Don’t Overcomplicate Climate Changeby Elena Philipova, Director of Sustainable Finance at the London Stock Exchange Group (LSEG) June 14, 2022
Asset managers can contribute most to a sustainable economy by sticking to a policy of steadily reducing their portfolios’ carbon emissions.
The November 2021 climate change summit in Glasgow (COP26) brought home the urgency of addressing global warming.
COP26 participants said that limiting warming to 1.5°C by 2050 requires rapid, deep and sustained reductions in global greenhouse gas emissions.
These include a cut in CO2 emissions of 45 percent by 2030 relative to the 2010 level, and to net-zero by mid-century.
The COP26 alarm bells are sounding even louder six months on from the Glasgow conference.
Researchers at the UK’s Met Office said this month that there’s now around a fifty-fifty chance that the world will warm by more than 1.5C in the next five years.
And it’s almost certain that 2022-2026 will see a new record warmest year, they say.
Asset owners, asset managers and greenwashing concerns
Asset managers have a big say in our response to this alarming forecast.

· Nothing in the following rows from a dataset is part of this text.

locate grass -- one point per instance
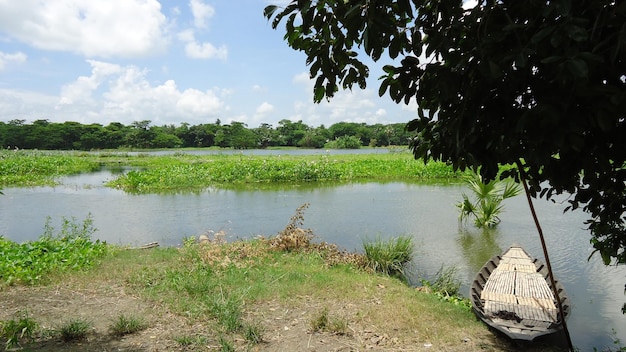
(323, 322)
(184, 172)
(227, 287)
(127, 324)
(17, 330)
(389, 256)
(58, 250)
(36, 168)
(75, 329)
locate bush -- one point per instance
(389, 257)
(70, 248)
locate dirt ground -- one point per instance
(285, 328)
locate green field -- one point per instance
(192, 172)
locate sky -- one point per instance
(167, 61)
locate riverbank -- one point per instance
(241, 296)
(185, 172)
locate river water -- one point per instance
(345, 214)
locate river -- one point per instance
(346, 215)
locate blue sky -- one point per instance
(102, 61)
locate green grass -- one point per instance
(198, 172)
(35, 168)
(127, 324)
(16, 330)
(58, 250)
(75, 329)
(184, 172)
(389, 256)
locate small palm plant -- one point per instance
(487, 204)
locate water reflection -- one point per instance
(478, 246)
(344, 214)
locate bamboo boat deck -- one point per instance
(511, 293)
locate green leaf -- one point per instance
(268, 12)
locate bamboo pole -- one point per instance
(545, 254)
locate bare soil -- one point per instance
(286, 327)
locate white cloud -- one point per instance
(264, 108)
(196, 50)
(6, 59)
(113, 28)
(201, 13)
(355, 105)
(124, 94)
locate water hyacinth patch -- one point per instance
(200, 172)
(71, 248)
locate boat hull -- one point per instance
(513, 294)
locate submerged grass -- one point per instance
(198, 172)
(186, 172)
(58, 250)
(36, 168)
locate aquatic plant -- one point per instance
(487, 204)
(15, 330)
(389, 256)
(69, 248)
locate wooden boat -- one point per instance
(512, 293)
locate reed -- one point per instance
(34, 168)
(197, 173)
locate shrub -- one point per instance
(74, 330)
(70, 247)
(389, 257)
(125, 325)
(14, 330)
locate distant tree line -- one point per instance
(42, 134)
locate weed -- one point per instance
(446, 286)
(70, 247)
(227, 310)
(253, 333)
(324, 322)
(389, 257)
(14, 330)
(321, 321)
(487, 204)
(74, 330)
(187, 340)
(293, 237)
(125, 325)
(226, 345)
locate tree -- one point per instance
(537, 84)
(486, 205)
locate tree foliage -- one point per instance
(539, 83)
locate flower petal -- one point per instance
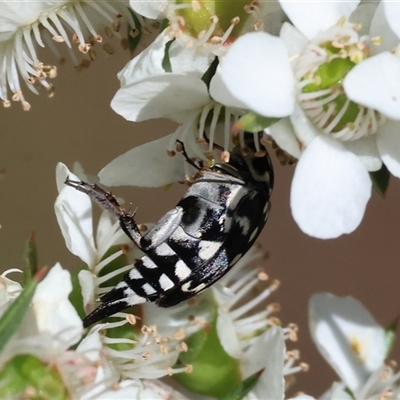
(87, 284)
(378, 91)
(388, 142)
(392, 14)
(347, 336)
(74, 216)
(54, 312)
(367, 151)
(283, 134)
(305, 130)
(257, 73)
(380, 28)
(160, 96)
(294, 40)
(330, 189)
(314, 17)
(147, 165)
(153, 9)
(267, 353)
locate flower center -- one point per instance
(212, 23)
(320, 72)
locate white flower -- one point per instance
(74, 215)
(26, 24)
(354, 344)
(9, 289)
(147, 91)
(53, 311)
(331, 185)
(208, 27)
(381, 91)
(251, 336)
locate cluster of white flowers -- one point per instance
(302, 73)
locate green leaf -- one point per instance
(214, 371)
(380, 180)
(252, 122)
(12, 318)
(75, 297)
(134, 34)
(27, 371)
(30, 259)
(166, 63)
(390, 335)
(243, 388)
(208, 75)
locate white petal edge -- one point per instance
(294, 40)
(348, 337)
(268, 353)
(73, 211)
(283, 134)
(53, 310)
(314, 17)
(367, 151)
(160, 96)
(392, 14)
(378, 91)
(380, 28)
(330, 190)
(256, 71)
(153, 9)
(147, 165)
(388, 142)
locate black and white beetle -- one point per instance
(197, 242)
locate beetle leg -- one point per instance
(110, 203)
(187, 158)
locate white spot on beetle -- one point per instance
(182, 271)
(253, 234)
(236, 259)
(149, 263)
(244, 223)
(148, 288)
(164, 250)
(198, 288)
(165, 282)
(207, 249)
(135, 274)
(186, 286)
(131, 298)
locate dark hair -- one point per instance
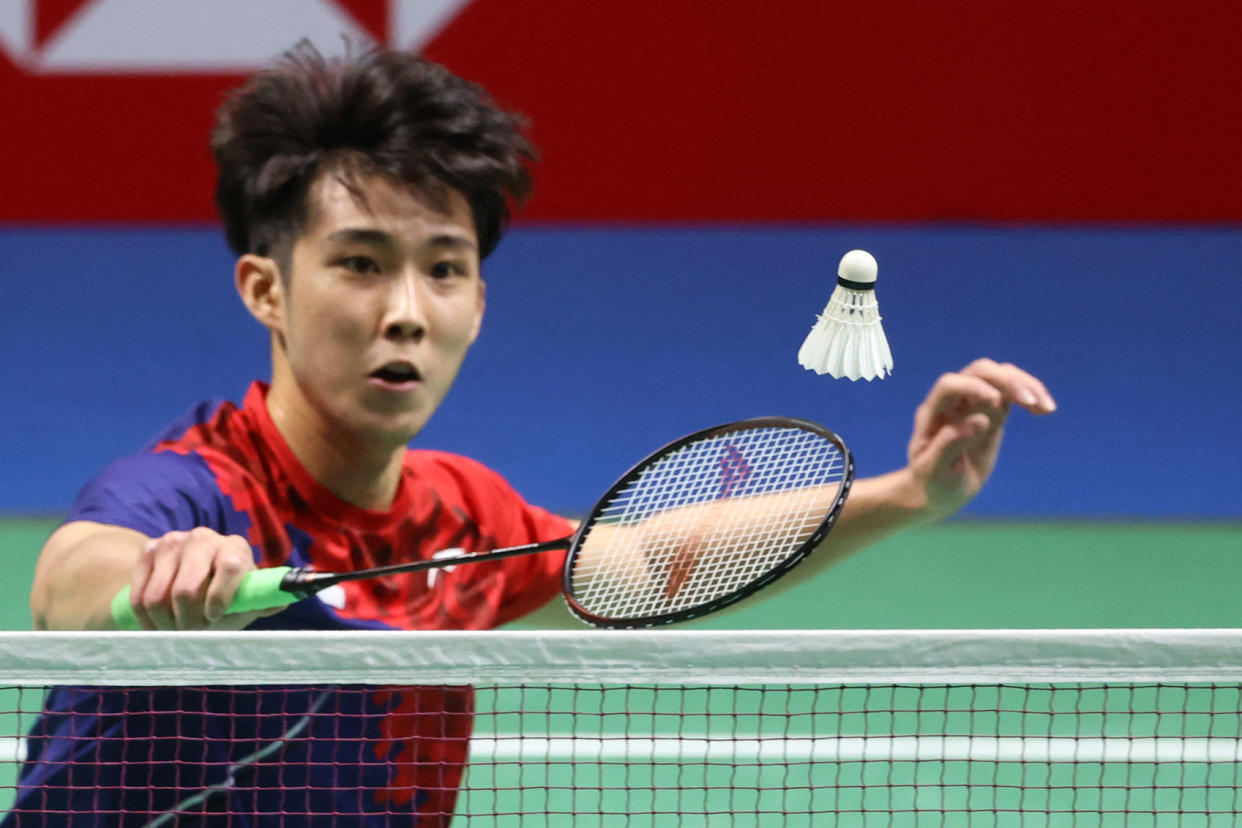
(380, 112)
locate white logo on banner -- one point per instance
(204, 36)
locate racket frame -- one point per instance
(749, 589)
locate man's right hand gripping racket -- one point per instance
(696, 526)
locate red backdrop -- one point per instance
(801, 109)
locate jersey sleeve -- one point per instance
(155, 493)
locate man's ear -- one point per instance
(478, 312)
(261, 289)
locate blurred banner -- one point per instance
(1050, 183)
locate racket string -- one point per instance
(706, 520)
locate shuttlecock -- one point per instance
(847, 339)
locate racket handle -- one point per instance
(258, 590)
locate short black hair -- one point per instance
(381, 112)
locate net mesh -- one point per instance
(707, 520)
(884, 729)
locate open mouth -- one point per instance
(396, 374)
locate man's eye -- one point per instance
(360, 265)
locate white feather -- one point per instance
(847, 340)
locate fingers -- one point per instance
(1014, 384)
(186, 580)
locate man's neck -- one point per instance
(359, 472)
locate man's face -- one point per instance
(383, 301)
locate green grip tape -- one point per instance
(258, 590)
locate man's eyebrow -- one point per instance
(381, 238)
(450, 240)
(360, 236)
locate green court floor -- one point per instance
(958, 575)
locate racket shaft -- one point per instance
(280, 586)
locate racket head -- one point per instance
(706, 522)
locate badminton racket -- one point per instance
(699, 524)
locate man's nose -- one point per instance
(404, 315)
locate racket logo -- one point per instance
(684, 561)
(734, 471)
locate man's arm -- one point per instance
(951, 452)
(183, 580)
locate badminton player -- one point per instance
(360, 198)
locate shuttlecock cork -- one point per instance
(847, 339)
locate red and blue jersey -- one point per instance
(365, 755)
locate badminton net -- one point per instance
(653, 728)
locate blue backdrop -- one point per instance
(600, 344)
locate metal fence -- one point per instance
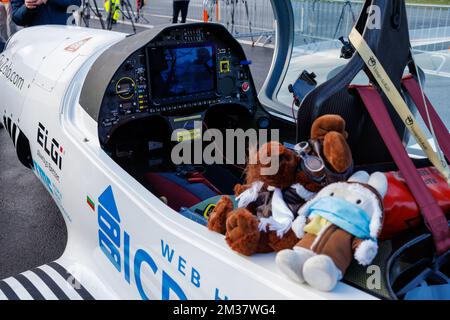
(322, 20)
(319, 20)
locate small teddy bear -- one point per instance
(268, 203)
(343, 221)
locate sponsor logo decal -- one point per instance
(77, 45)
(372, 62)
(7, 71)
(132, 263)
(52, 188)
(50, 146)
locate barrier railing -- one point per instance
(320, 20)
(248, 19)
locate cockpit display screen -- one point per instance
(181, 71)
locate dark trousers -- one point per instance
(180, 6)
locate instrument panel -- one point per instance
(181, 71)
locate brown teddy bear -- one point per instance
(268, 203)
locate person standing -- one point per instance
(29, 13)
(180, 6)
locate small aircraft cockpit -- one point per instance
(170, 90)
(157, 92)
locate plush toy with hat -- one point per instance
(341, 223)
(269, 201)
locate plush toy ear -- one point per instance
(360, 176)
(379, 181)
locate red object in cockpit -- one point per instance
(401, 210)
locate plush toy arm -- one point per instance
(239, 188)
(298, 225)
(365, 251)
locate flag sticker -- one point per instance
(90, 203)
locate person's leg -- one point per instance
(12, 28)
(184, 10)
(3, 23)
(176, 11)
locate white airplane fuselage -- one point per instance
(123, 242)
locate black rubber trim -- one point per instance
(8, 291)
(30, 287)
(51, 284)
(84, 294)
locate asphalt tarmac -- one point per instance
(32, 230)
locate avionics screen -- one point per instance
(181, 71)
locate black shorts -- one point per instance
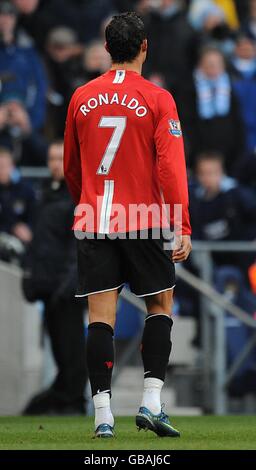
(106, 264)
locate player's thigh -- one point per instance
(102, 307)
(99, 266)
(149, 268)
(160, 303)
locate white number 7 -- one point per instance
(119, 125)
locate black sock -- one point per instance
(156, 345)
(100, 356)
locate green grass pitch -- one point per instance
(51, 433)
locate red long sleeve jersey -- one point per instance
(124, 155)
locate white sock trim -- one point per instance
(152, 382)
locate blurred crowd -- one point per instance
(202, 51)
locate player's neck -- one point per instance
(129, 66)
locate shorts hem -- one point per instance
(100, 291)
(154, 293)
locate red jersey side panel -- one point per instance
(121, 152)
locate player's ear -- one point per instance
(144, 45)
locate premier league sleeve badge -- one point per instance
(175, 128)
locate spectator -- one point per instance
(209, 111)
(51, 277)
(243, 73)
(17, 206)
(96, 60)
(63, 63)
(249, 25)
(210, 19)
(22, 96)
(172, 43)
(220, 208)
(226, 8)
(230, 282)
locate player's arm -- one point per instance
(172, 170)
(72, 163)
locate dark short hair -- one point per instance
(124, 36)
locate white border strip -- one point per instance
(105, 212)
(99, 291)
(119, 77)
(153, 293)
(114, 288)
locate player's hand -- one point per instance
(182, 253)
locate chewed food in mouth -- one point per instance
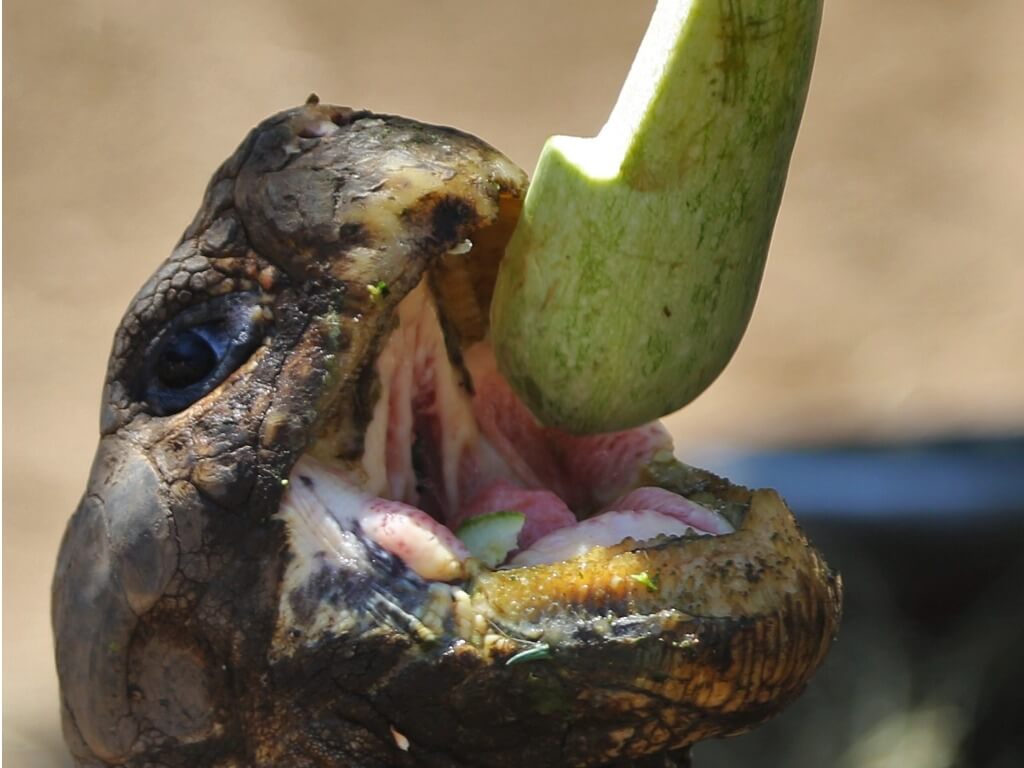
(450, 442)
(323, 531)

Via the investment products they develop and distribute, they help direct long-term savings towards more sustainable businesses and activities.
Asset managers also sit downstream from the institutional owners of large savings pools, who are becoming increasingly vocal about their climate change objectives.
The Net Zero Asset Owners Alliance (NZAOA), which controls an aggregate $10.4trn in assets, has recently said it wants to work more closely with asset managers, saying it wants to make sure both groups’ stewardship activities and public messaging are aligned.
Does this statement hint at a previous lack of focus in the asset management community? Possibly.
Undoubtedly, some asset managers have in the past struggled to define and label their environmental, social and governance-focused (ESG) investment products.
This derives from the fact that, when it comes to sustainable investing, there are no industry-wide definitions, standards and transparency requirements.
Getting the design of ESG products wrong is not just a matter of a lack of impact. It carries severe reputational—and even financial—risks for the firms concerned.
Around half of UK financial advisers surveyed late last year said that asset managers should face fines for so-called “greenwashing”—providing misleading information about their green credentials to bolster their reputation and increase fund sales.
Don’t overcomplicate climate change
Asset managers can best address these concerns by sticking to their decarbonisation goals. It’s not necessary to overcomplicate climate change, as financial markets have perhaps tended to do in the past.
And the most effective way to measure investors’ impact on the climate and their progress towards a net zero goal is to track their portfolio emissions.
Regulations are already pushing asset managers in this direction. For example, climate benchmarks are playing an increasingly important role in policymaking.
In 2020, the European Commission set out minimum standards for the so-called Paris-Aligned and Climate Transition benchmarks.
Paris-Aligned benchmarks set a goal of a 50 percent reduction in carbon emissions, with a minimum year-on-year decarbonisation rate of 7 percent. Climate Transition benchmarks decarbonise at the same pace but with a lower eventual emissions reduction target.
FTSE Russell has developed a Paris-aligned version of its flagship FTSE All-World index, which excludes companies producing high emissions or involved in controversial activities, as well as boosting green revenues and incentivising better corporate management.
Asset managers can also now access more sophisticated portfolio decarbonisation tools.
For example, the Carbon Footprint template, available in Refinitiv Eikon’s Portfolio Analytics app, helps asset managers calculate the carbon exposure of a portfolio and to report the associated data.
The template offers a weighted view of carbon emission exposures, allowing investors to quickly identify which companies in the portfolio have the greatest intensity of carbon emissions—both reported and estimated.
We need step-by-step change
In addressing climate change, long-term goals are important. But just as we can individually make small contributions to sustainability by modifying our consumption patterns, reducing our use of plastics and recycling what we can, a step-by-step change that will have the most effect in the battle with global warming.
This is particularly true, given that there’s recently been disagreement about science-based climate change targets and the methodologies used to reach them. Unfortunately, using the language of commitments to show we’re making a difference can also be used as an excuse to delay action.
So let’s stick to evidence-based methods. And taking actions today, with an impact on the existing real economy, is what we should all be trying to do.